2000 years ago, Jesus, as a Divine Person of the Trinity Who is infinitely outside of time and space, becomes human and enters into our finite time and history. Christmas is the celebration of this entry through His human incarnation. In taking on body and flesh, He brings our physicality up to the Father so that it can become sanctified again and transformed into the divine. Christianity and all other religions recognize the divine in every human person.
Christianity, in particular, teaches that as children of God, He knows each of us by name. God always welcomes His child who wants to return to Him, and even yearns for our return is shown in the parable of the prodigal son. He values our uniqueness and individuality and created each of us with his or her unique set of gifts. We use those gifts with the strength and guidance He gives us to find our way back.

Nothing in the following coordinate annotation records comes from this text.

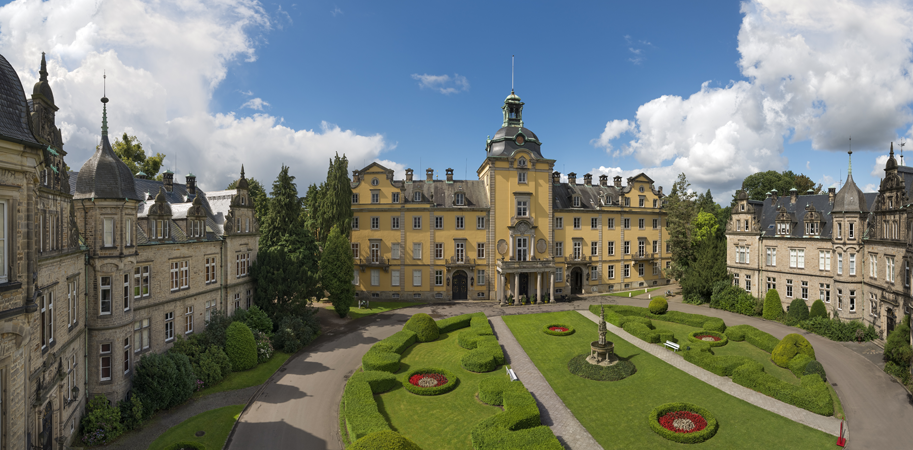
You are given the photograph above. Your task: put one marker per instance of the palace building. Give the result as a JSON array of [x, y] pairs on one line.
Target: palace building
[[516, 231], [98, 268], [848, 248]]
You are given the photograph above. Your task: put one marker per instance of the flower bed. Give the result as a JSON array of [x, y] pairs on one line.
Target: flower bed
[[558, 329], [711, 338], [429, 381], [683, 422]]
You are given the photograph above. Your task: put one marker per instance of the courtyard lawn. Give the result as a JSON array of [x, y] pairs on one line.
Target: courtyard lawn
[[376, 307], [216, 424], [253, 377], [615, 413], [440, 422]]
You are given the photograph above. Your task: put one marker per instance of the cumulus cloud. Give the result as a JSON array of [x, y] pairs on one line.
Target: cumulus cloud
[[815, 71], [163, 62], [445, 84]]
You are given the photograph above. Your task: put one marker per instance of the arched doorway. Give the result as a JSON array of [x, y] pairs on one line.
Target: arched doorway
[[460, 285], [576, 281]]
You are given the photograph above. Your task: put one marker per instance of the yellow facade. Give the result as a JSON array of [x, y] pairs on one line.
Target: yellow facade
[[516, 231]]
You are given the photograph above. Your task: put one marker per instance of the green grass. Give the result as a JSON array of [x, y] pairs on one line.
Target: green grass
[[253, 377], [216, 423], [376, 307], [633, 293], [615, 412], [440, 422]]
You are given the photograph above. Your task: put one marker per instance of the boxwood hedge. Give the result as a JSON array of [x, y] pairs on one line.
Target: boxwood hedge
[[684, 438]]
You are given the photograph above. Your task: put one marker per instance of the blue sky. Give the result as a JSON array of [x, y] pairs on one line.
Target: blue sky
[[718, 90]]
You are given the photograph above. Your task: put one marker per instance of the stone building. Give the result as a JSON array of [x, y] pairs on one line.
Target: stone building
[[98, 268], [847, 248], [517, 230]]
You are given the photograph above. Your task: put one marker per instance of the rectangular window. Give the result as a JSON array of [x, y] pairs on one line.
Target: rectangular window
[[169, 326], [104, 293], [105, 361]]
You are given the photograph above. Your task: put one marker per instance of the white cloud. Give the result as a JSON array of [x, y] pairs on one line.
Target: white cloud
[[445, 84], [163, 62], [255, 103], [816, 71]]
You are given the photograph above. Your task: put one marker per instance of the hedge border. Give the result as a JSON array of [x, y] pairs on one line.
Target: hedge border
[[570, 330], [450, 385], [683, 438], [692, 336]]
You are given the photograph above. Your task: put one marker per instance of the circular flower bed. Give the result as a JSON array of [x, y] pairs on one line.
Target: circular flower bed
[[712, 338], [429, 381], [558, 329], [683, 422]]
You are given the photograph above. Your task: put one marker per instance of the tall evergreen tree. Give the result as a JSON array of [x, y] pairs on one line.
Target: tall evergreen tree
[[336, 271]]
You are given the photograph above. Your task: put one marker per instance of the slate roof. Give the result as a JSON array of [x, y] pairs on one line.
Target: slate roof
[[14, 110]]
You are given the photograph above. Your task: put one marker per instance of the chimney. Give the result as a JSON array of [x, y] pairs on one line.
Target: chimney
[[168, 178], [191, 181]]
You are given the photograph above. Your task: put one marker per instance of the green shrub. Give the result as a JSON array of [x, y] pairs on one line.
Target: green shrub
[[450, 385], [424, 327], [797, 365], [517, 427], [101, 423], [240, 347], [818, 310], [384, 440], [791, 345], [658, 305], [579, 366], [692, 336], [684, 438], [814, 367], [773, 308]]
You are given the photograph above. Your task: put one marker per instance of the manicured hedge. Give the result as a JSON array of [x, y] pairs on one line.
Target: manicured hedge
[[723, 339], [812, 394], [684, 438], [454, 323], [791, 345], [423, 326], [517, 427], [385, 440], [579, 366], [361, 413], [450, 385], [570, 329]]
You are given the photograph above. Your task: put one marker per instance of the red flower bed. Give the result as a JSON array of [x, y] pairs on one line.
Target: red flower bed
[[683, 422], [706, 337], [427, 379]]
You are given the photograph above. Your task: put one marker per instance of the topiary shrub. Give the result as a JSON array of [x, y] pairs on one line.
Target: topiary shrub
[[385, 440], [798, 311], [818, 310], [791, 345], [240, 347], [659, 305], [773, 308], [424, 327]]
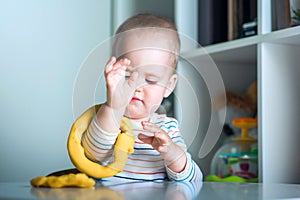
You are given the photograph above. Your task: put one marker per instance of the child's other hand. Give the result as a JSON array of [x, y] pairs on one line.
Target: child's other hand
[[119, 89], [174, 156]]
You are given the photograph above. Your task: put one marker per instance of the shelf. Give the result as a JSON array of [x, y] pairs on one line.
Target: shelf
[[237, 51], [289, 36]]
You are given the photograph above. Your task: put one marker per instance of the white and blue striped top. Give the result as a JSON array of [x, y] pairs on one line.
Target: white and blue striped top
[[145, 163]]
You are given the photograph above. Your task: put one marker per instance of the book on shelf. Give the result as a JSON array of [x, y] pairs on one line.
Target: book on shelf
[[220, 21], [281, 16]]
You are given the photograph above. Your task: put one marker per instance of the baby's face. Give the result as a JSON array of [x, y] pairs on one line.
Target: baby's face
[[156, 80]]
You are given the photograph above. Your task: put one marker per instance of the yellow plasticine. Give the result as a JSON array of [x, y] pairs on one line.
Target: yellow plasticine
[[69, 180], [124, 145]]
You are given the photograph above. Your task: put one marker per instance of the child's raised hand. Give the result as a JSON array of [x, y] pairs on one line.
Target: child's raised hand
[[119, 89], [173, 155]]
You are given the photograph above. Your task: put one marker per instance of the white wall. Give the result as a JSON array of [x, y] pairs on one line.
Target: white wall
[[42, 45]]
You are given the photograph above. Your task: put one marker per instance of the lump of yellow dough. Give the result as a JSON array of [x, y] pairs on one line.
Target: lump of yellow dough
[[69, 180]]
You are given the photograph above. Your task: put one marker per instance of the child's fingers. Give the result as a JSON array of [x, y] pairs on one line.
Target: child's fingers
[[132, 81], [146, 139], [148, 126], [109, 64]]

Some Orthodox Fathers believed that God allowed Satan, a fallen angel, to take on flesh in the Garden. Given an opportunity to repent, instead he became jealous of Adam and Eve because as humans they were created with material bodies to enjoy creation and Satan also wanted that for himself. Jealousy as a result of pride was introduced once again by Satan but with dire consequences for creation. He took on flesh in the form of the serpent and tempted Adam and Eve to think of themselves first before God or each other, a manifestation of the self-centered ego. Adam and Eve selfishly used creation for their own enjoyment separate from Him Who gave it to them. That was the sin which permeated the universe and tainted all of creation. In this way, Satan created disharmony by separating and dividing them from God and from one another. "Diavolos" in Greek means divider which leads to disorder and breakdown. As he did with Adam and Eve, he has been negatively influencing and pitting humans against each other and against God throughout time.

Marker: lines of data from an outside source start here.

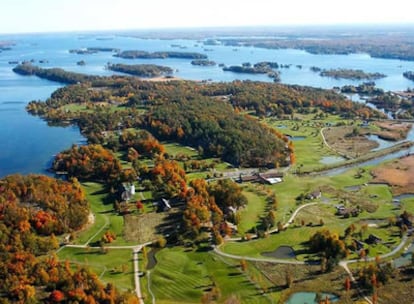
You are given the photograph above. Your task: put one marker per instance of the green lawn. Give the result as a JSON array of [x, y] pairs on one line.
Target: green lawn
[[105, 218], [176, 148], [115, 266], [183, 277], [251, 214]]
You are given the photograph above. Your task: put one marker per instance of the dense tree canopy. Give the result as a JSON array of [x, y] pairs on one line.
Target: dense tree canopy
[[91, 162], [33, 209]]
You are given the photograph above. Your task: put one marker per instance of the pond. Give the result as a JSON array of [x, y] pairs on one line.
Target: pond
[[152, 260], [310, 298], [282, 252], [327, 160], [382, 143], [353, 188], [405, 258], [296, 138]]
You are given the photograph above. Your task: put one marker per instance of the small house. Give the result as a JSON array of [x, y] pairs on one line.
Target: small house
[[163, 205], [373, 239], [314, 195]]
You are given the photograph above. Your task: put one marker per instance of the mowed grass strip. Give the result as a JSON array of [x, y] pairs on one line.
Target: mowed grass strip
[[178, 278], [115, 265], [183, 276], [250, 215]]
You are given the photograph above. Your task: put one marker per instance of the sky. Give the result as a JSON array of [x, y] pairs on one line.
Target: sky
[[22, 16]]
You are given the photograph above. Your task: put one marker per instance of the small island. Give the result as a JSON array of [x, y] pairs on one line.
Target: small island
[[367, 88], [134, 54], [93, 50], [203, 62], [409, 75], [258, 68], [141, 70], [350, 74]]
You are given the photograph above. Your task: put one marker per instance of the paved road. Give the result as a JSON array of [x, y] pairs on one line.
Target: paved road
[[343, 263], [135, 251]]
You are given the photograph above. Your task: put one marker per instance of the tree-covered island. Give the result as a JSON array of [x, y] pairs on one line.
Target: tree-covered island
[[160, 171]]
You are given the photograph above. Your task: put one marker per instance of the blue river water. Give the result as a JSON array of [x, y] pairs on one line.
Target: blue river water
[[28, 144]]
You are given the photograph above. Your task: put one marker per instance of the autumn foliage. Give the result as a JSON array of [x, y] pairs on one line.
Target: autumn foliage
[[91, 162]]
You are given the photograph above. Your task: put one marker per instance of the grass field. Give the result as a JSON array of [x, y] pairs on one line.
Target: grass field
[[251, 214], [309, 149], [182, 276], [105, 217], [115, 266]]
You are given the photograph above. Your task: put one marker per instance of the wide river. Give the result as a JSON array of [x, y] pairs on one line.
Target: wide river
[[28, 144]]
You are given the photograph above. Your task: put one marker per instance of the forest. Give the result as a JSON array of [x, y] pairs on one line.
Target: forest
[[34, 211]]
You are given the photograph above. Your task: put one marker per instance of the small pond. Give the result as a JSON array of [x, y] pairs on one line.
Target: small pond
[[404, 196], [353, 188], [152, 260], [327, 160], [405, 258], [296, 138], [282, 252], [309, 298], [382, 143]]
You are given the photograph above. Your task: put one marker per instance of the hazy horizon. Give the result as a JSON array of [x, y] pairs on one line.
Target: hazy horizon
[[26, 16]]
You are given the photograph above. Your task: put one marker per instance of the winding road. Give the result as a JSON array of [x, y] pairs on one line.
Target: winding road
[[343, 263]]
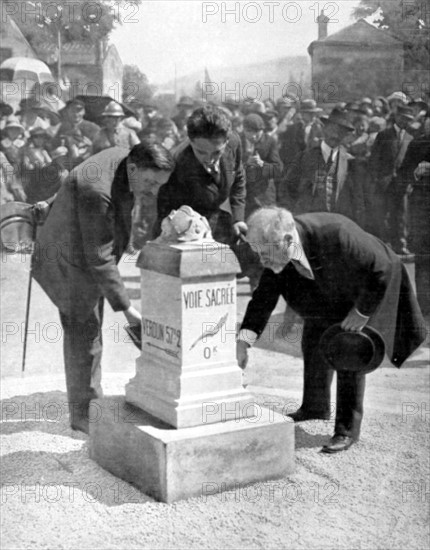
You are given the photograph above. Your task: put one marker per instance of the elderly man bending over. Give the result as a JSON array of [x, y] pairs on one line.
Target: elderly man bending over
[[330, 271]]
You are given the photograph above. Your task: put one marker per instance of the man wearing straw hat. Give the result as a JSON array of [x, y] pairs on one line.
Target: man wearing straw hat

Adam’s and Eve's expulsion led to the separation of the material from the immaterial. Satan wants this disharmony because that separation leads souls away from God; whereas, its union leads to God. The sanctity of the body leads to order and integral wholeness which is characteristic of God.

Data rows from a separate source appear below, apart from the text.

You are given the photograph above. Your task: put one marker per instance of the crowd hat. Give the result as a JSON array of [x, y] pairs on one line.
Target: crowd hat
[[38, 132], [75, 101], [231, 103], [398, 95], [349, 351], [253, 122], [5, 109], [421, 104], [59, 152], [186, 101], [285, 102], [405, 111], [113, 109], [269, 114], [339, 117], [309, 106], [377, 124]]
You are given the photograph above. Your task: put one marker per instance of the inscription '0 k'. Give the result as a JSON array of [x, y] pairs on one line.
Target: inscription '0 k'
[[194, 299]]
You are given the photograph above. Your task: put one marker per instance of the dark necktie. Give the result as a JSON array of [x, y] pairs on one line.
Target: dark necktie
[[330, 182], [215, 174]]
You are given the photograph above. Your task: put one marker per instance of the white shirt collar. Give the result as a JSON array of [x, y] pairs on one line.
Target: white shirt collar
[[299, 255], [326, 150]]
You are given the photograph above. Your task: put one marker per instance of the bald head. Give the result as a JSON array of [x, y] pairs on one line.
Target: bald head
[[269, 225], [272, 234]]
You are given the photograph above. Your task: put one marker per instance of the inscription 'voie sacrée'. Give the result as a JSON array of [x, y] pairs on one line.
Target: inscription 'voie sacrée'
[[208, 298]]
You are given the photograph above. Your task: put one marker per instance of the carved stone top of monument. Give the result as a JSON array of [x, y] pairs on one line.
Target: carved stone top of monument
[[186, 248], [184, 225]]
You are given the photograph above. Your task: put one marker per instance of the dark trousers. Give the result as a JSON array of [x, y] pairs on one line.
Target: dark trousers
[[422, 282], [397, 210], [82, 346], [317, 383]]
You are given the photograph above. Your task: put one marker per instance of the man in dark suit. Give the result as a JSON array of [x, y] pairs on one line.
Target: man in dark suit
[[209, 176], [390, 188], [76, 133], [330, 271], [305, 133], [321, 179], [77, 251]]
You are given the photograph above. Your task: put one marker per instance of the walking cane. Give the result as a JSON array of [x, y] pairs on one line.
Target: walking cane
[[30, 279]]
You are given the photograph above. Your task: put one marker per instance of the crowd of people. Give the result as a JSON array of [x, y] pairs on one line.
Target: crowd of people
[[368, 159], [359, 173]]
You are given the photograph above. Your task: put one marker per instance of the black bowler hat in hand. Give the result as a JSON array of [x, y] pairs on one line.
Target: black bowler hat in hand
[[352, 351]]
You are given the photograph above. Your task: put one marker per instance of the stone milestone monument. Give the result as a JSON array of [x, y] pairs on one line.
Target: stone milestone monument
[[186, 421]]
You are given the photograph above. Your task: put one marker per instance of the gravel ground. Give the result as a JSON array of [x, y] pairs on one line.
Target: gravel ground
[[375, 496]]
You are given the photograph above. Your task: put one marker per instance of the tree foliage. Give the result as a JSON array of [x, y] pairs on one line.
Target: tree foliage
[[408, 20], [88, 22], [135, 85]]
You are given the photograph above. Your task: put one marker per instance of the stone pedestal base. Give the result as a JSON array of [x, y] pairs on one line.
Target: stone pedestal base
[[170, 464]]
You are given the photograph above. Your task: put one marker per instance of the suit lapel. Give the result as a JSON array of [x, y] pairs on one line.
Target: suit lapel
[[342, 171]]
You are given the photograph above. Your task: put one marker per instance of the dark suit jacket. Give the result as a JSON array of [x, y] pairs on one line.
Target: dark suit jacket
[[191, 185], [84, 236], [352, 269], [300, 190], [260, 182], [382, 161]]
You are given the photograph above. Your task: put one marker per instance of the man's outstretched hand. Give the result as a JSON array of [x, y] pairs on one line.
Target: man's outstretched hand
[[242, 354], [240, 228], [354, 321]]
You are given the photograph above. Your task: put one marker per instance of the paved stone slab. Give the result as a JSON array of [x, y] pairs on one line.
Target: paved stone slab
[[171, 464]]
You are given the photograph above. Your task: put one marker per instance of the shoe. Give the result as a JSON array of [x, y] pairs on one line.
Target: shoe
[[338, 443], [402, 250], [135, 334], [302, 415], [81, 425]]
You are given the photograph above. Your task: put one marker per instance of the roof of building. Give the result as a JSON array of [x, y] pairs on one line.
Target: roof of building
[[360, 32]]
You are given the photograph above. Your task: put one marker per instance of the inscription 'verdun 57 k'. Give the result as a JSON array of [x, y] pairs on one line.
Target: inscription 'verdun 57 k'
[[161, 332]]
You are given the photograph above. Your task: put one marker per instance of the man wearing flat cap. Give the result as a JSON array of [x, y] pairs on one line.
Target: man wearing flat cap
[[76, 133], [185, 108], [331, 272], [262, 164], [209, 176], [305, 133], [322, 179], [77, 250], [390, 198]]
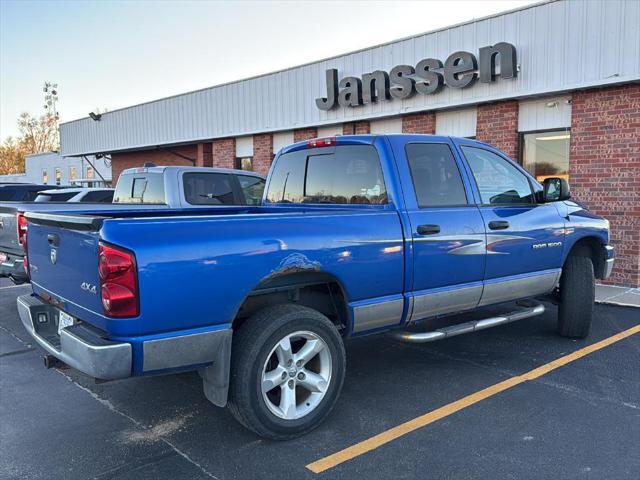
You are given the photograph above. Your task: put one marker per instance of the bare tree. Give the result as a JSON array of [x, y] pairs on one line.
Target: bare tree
[[11, 157], [38, 134]]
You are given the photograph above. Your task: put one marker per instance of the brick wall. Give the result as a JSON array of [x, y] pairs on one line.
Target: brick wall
[[497, 124], [224, 152], [304, 134], [423, 122], [204, 156], [604, 168], [262, 152], [163, 156], [356, 128]]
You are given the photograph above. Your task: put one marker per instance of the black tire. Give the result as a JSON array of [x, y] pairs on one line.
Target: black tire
[[252, 345], [577, 295]]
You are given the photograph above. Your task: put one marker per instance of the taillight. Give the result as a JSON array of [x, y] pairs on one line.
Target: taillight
[[118, 282], [321, 142], [21, 221]]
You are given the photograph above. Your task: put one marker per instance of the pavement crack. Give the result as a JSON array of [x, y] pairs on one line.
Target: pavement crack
[[136, 464], [138, 424], [17, 352]]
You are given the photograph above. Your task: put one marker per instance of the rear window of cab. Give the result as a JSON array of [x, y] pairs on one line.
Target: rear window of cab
[[140, 188]]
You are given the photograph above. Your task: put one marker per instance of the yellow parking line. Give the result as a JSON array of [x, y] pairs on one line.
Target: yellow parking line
[[387, 436]]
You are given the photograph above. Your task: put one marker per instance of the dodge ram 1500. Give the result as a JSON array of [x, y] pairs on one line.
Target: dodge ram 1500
[[355, 235]]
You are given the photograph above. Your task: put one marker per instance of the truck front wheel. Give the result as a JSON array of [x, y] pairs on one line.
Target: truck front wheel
[[287, 369], [577, 294]]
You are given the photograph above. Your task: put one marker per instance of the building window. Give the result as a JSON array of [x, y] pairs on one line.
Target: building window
[[244, 163], [546, 154]]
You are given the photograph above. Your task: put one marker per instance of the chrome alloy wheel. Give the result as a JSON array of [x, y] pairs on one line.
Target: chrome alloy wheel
[[296, 375]]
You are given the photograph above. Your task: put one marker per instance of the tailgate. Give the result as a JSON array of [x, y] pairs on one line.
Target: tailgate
[[63, 260], [8, 231]]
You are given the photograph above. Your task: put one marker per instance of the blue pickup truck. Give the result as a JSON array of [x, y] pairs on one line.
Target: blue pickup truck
[[355, 235]]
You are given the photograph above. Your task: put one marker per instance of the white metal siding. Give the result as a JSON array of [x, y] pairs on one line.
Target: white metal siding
[[387, 125], [457, 123], [545, 113], [562, 45], [330, 131], [244, 147]]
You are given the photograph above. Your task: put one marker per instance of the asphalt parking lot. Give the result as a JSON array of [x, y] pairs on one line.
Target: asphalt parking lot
[[581, 420]]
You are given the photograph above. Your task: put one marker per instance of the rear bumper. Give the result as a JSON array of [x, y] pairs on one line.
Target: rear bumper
[[87, 349], [79, 346], [13, 267]]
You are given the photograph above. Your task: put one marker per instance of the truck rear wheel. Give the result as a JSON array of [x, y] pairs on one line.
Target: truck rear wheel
[[287, 369], [577, 295]]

The Church calls us all together to be in union and harmony. Our task then is to unite the material with the immaterial. We are all called to be priests in the sense that priests offer back to God what He has given to us. The priest offers the gifts (bread and wine that we toiled to form) with prayer for the consecration saying "Thine Own of thy Own” (“ta Sa ek ton Son”). God then gives the consecrated gifts and all of creation back to us to enjoy; taking elements of the material world and unifying it with the immaterial Divine Spirit of God in order to sanctify our bodies.
Resurrection of the body
Jesus says we are much more than our bodies. Who we are in our core does not grow old even if we die. Our bodies as we now know them will fall apart and decay. However, our bodies will be transfigured at the second Resurrection into spiritualized bodies. The resurrection of the body refers to the union of spirit and a transfigured body, akin to Jesus' Body after the Resurrection, which the disciples did not even recognize. It has not been revealed to us what a transfigured body will look like.
We are immortal not only in spirit but eventually in body as well. We will live physically either in anguish away from God or with joy towards God. In Orthodoxy, moving away from God is the state of hell. Moving towards God is a state of heaven. Neither hell nor heaven is a physical place but rather a state of being, the state of our relationship with God.